How often do you reflect upon nuance?

Today is January 18 and the Navigate the Chaos question to consider is "how often do you reflect upon nuance?" Today’s reflection centers around the word ‘nuance.’ The definition of nuance means ‘slight or delicate degree of difference in expression, feeling, or opinion.’ The etymology of the word brings us back to the 18th century from the French ‘nuance’ meaning ‘slight difference, shade of color, or shades’ and from the Latin ‘nubes’ meaning ‘a cloud, mist, or vapor.’ Nuance has been commonly used when referring to the different shapes, sizes, and colors of the clouds. How often do you engage in the slight difference involved with a topic, issue, or concern? When you examine the clouds do you accept how different they all are? Do you apply that same level of understanding in other aspects of your life?


Sadly, our world has grown more binary over the years while nuance has been pushed aside. Individuals with political or social agendas are the leading cause of confining nuance to the background. So too are those who lack the patience, understanding, and thought process required to consider the sophistication involved with nuance. Like most of the strategies discussed in this Navigate the Chaos series, nuance is hard work and anyone that wants to practice the art of living well needs to work hard at reflecting upon the nuance. If you are unwilling to work hard and do the hard work necessary to understand nuance, it will be difficult for you to navigate the chaos and practice the art of living well.


Whenever you come across a political or social issue, remember the origin of the word nuance involves the complex characteristics involved with cloud. Clouds are not binary; just as no political or social issue is. Clouds are complex and are given different names based on their shape and their height in the sky. Some clouds are puffy like cotton while others are grey and uniform. Some clouds are near the ground, while others are near the top of the troposphere. Most clouds can be divided into groups (high/middle/low) based on the height of the cloud's base above the Earth's surface. Other clouds are grouped not by their height, but by their unique characteristics, such as forming alongside mountains (Lenticular clouds) or forming beneath existing clouds (Mammatus clouds).

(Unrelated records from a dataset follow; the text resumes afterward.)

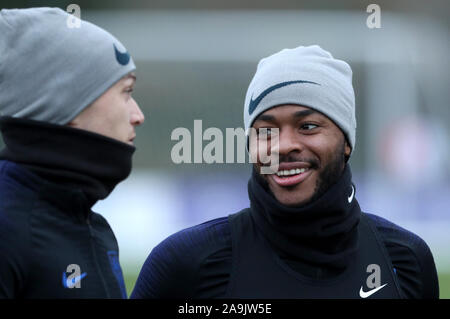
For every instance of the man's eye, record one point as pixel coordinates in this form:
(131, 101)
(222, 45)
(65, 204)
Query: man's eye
(267, 132)
(308, 126)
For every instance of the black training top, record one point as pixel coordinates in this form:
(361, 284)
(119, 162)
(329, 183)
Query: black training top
(52, 245)
(197, 262)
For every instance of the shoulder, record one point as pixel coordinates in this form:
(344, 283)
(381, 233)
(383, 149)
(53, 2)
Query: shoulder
(395, 235)
(15, 240)
(411, 258)
(174, 267)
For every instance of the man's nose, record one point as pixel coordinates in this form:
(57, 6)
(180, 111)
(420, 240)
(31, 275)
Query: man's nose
(289, 141)
(137, 117)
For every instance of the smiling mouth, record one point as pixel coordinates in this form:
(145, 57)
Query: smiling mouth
(291, 177)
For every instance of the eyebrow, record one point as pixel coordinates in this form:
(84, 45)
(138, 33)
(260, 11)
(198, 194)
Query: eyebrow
(271, 118)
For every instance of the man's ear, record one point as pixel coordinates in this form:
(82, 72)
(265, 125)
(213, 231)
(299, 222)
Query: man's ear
(347, 151)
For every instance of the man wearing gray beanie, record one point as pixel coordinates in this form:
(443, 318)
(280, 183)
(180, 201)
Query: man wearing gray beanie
(304, 234)
(68, 123)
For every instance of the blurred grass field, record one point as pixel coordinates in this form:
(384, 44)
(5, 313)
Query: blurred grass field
(444, 284)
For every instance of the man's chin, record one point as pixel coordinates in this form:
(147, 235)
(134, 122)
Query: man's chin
(293, 196)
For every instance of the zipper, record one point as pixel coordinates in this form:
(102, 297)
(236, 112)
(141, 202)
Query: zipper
(91, 239)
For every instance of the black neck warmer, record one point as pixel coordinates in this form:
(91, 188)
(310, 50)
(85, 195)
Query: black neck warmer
(321, 233)
(66, 156)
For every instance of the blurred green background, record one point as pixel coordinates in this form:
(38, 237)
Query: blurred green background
(195, 59)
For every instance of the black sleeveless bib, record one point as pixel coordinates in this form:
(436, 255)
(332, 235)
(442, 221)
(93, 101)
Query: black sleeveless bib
(257, 271)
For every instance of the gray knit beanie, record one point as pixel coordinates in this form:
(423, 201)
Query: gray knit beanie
(307, 76)
(51, 72)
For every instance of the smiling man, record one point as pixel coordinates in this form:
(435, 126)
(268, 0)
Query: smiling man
(68, 122)
(304, 234)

Documentary film maker Albert Maysles noted "Tyranny is the deliberate removal of nuance." This about that statement for a moment. Why would a tyrant want the deliberate removal of nuance? The short answer is to eradicate all conversation. When you silence people and cease all discussions around the nuances involved with a specific issue, you can more easily manipulate them. Tyrants thrive on manipulation. They are often weak, incompetent, and conniving so they must find a way to distract the masses. Does your need to forgo the hard work required of understanding nuance outweigh the loss of liberty involved with the removal of nuance. Would you rather have a society that is binary, an either, or world, to avoid the hard work involved with discussing, thinking, and addressing nuance?

To add to the complexity involved with today’s reflection, it is necessary to now suggest nuance has its own limitations and, sometimes, can be counter to forward progress. In his "Fuck Nuance" paper published by the American Sociological Association in 2017, Duke University sociologist Kieran Healy wrote “Nuance can elucidate the complexities of the world but too often scholars use it to bury anything resembling a clear, forceful idea. We want our abstract concepts to do something for us, but nuance-worship makes us shy away from the riskier aspects of abstraction and theory-building. People just keep insisting on a more-sophisticated approach and act as though simply listing the many ways something might be more complex is the same as having a better theory of that thing. In such cases, levels and aspects and dimensions may just pile up in a heap.” And therein lies the nuance within the nuance!


At some point, those who navigate the chaos and practice the art of living well understand the value of nuance, and after discussing the dynamics of an issue, decide on a course of action. If your nuances ‘just pile up in a heap,’ forward progress will be nearly impossible. Let us take the example of the believe that ‘winners never quit.’ This is often used as an illustration of a binary issue: winners never quit, and quitters never win. You are on one side or the other. But this is ridiculous. Like most issues the binary construct is completely misleading, ignorant, and harmful.


Winners quit all the time. Winners quit smoking. Winners quit stop making excuses. Winners get themselves out of terrible relationships. Winners get better jobs. Winners learn a new skill and stop feeling sorry for themselves. Winners leave their comfort zone. Winners quit all the time. ‘Winners never quit’ is merely one of the many examples of nuance discussed throughout this Navigate the Chaos series.


How often do you reflect upon nuance? How often do you listen to opinions completely different from your own to engage in the hard work required to reflect upon nuance? How often do you force your opinions on others without any consideration of the nuances involved? There are far more than two sides to each story; there are as many sides as there are people involved. If you recognize, accept, and do the work necessary to reflect upon nuance it can help you navigate the chaos and practice the art of living well.